I listened to a program by the great Wynton Marsalis on jazz and the theory behind it. Wynton likens jazz to a train. The locomotive drives the train, yet everything else must work in concert with the locomotive in order for any of it to make any sense. Each section of the train needs to listen to the others, cannot drown out the others, and must know when to take a backseat. Rhythms flow in and out of each other and all members must adhere to them, otherwise nothing much is accomplished.
If this rule is followed, what is produced works well, flows and sounds great. He also refers to being “hep,” which I took to mean that a player has accomplished a level of proficiency that allows his/her playing to flow naturally and produce a unique style readily discernible to the listener. This “hepness,” Wynton explains, only comes after a long, long time as a musician. You cannot learn it from a book. It must come from within the individual after reaching a certain level of experience.
In many regards, the same can be said for a SWAT team and its members. Each member must complement the others at all times. If one member is out of sync with the rest of the team, the results are predictable. This means that each member must be able to stand on his own irrespective of the weapon system he is employing. His individual tactical skill, movement and decisions must also stand on their own yet blend into the team when necessary. When working in concert with one another, individuals must know when to take a backseat and when to lead.
If you have ever been with an established tactical team for an extended period of time, you are well aware of the flow that a highly proficient team can apply to resolve a problem.
An inexperienced team, or one whose members have not developed a high level of individual skill, will not work as smoothly, and many mistakes will result. Live-fire shoot houses will almost always reveal the weakness in a team’s ability to work together. They won’t be so hep.
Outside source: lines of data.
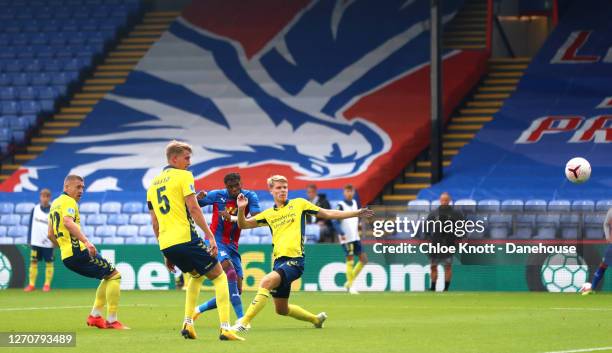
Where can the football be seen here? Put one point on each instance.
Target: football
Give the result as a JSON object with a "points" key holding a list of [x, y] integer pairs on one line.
{"points": [[578, 170]]}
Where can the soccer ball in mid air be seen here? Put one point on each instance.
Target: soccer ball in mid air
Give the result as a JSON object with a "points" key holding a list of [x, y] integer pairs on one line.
{"points": [[578, 170]]}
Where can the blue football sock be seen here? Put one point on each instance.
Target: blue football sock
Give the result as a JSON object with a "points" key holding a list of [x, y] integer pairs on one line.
{"points": [[598, 276], [209, 305], [235, 298]]}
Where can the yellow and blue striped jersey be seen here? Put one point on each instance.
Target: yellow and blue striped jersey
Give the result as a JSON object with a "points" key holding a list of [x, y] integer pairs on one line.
{"points": [[287, 224], [63, 206], [166, 197]]}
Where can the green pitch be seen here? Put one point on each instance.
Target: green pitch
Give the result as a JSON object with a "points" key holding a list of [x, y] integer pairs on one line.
{"points": [[370, 322]]}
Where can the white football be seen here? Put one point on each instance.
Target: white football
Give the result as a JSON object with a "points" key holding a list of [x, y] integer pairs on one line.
{"points": [[578, 170]]}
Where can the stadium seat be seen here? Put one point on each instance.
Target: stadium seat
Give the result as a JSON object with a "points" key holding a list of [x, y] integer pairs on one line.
{"points": [[546, 225], [113, 241], [559, 206], [488, 206], [524, 224], [17, 232], [10, 219], [146, 231], [96, 220], [136, 240], [127, 231], [569, 226], [118, 219], [418, 205], [6, 207], [535, 206], [583, 206], [140, 219], [465, 205], [132, 207], [110, 207], [105, 231], [89, 207], [499, 225], [603, 205]]}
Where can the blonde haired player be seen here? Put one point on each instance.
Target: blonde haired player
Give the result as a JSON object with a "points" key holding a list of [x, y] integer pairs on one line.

LAPD’s “D” platoon, commonly referred to as SWAT, has this so-called hepness. I know because I was one of them. It always amazed me that, when we were faced with both real-world and training evolutions, the team worked well together, with each member doing what he was supposed to do.
Yes, there were mistakes, yet overall, regardless of the problem, we resolved it. The cover people were where they were supposed to be, the entry team split as they were supposed to, and when things went south, members plugged in and shored up the problem.
Another aspect to all of this is tenure. Imagine listening to a great jazz guitarist, asking him how long he’s been playing, and hearing his reply: “Two years.” I doubt that has ever happened, and yet there are departments that limit the time one can spend on a team.
Whoever came up with this harebrained concept of time limits completely misses the big picture. You’re dealing with real people’s lives and decisions with serious consequences in life-or-death situations. Two years is just about enough time to realize that you really don’t know what you’re doing and that you’ve got a long way to go. You cannot buy experience and you cannot “make rank” into experience.
When you have well-tenured individuals on a team, invariably someone has past experience with the particular problem the team is facing at the moment. This is very much a, “Hey guys … we had this problem about 15 years ago and this is how we tackled it” ability that can only be realized through tenured SWAT members.
Here’s another aspect of SWAT teams you might find amusing. Imagine a jazz musician showing up only at the show and never at practice. You’d have a lot of disappointed listeners walking out and demanding their money back. When you have individuals either in a supervisory role or as operators who consistently cannot perform with their weapons or tactics or rarely show up to training to “tune up,” you need to “cank” them.
I’ve come across this “He’s never at training, but he’s on the team anyway” syndrome from time to time in my travels. That’s probably the guy whom everything will hinge upon when Murphy shows up and it all goes wrong. Get rid of him so he can push graphite or help little old ladies across the street—not kill the wrong person or get someone else killed due to his ineptitude.
It is also something to marvel at how an experienced and highly trained SWAT team can clear a house in either a covert or dynamic manner. This applies to any SWAT operation, for that matter. It is the smooth-traveling train of which Wynton speaks. Discipline and efficiency without ego will get you to your destination in style.